But what really cemented the view that the government wouldn’t release data that didn’t suit it was the refusal to make public the latest jobs survey; this, in fact, led to the resignation of the head of the National Statistical Commission along with one other member. The increase in unemployment that the survey showed – according to a leaked version of it in Business Standard – looked plausible since, over time, India’s employment elasticity has been falling, and, in any case, not much of recent GDP growth has come from employment-intensive sectors like readymade garments; agriculture growth has also slowed under Modi.

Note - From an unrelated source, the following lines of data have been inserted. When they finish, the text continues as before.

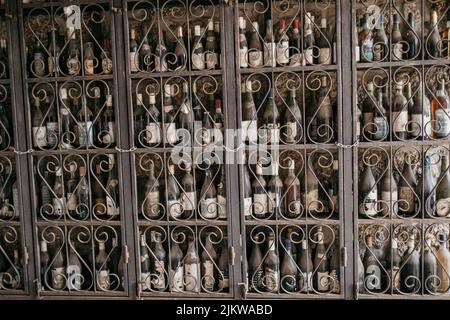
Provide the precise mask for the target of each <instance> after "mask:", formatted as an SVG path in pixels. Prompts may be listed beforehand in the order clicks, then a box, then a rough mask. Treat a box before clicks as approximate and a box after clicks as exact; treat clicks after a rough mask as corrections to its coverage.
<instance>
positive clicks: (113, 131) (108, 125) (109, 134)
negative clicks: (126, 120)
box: [103, 121, 116, 144]
mask: <svg viewBox="0 0 450 320" xmlns="http://www.w3.org/2000/svg"><path fill="white" fill-rule="evenodd" d="M115 131H116V123H115V122H112V121H108V132H107V133H106V134H105V135H104V136H103V143H104V144H111V143H115V142H116V136H115V134H114V132H115Z"/></svg>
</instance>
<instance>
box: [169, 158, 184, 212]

This is embarrassing for a government going to polls, and it also runs contrary to the narrative – created by Ghosh & Ghosh using EPFO data, primarily – of healthy jobs creation, but this doesn’t justify not releasing the latest jobs survey. But, more important, as Avik Sarkar, Niti Aayog’s data analytics’ head wrote in this newspaper (goo.gl/Bv3rTi), the latest survey was not comparable with the earlier ones on jobs that the NSS carried out since it canvassed more educated people than in the past; while less than a fifth of Indians have studied beyond Class 12, over 75% of those canvassed in the jobs survey were those who had studied beyond Class 10. As a result, Sarkar argued, it gave lower estimates of jobs and labour force participation as compared to earlier NSS surveys. Instead of stressing this vital difference, by refusing to release the survey, Modi’s advisors have let him down, and even though there is no evidence of it, opened him to the charges of manipulating data.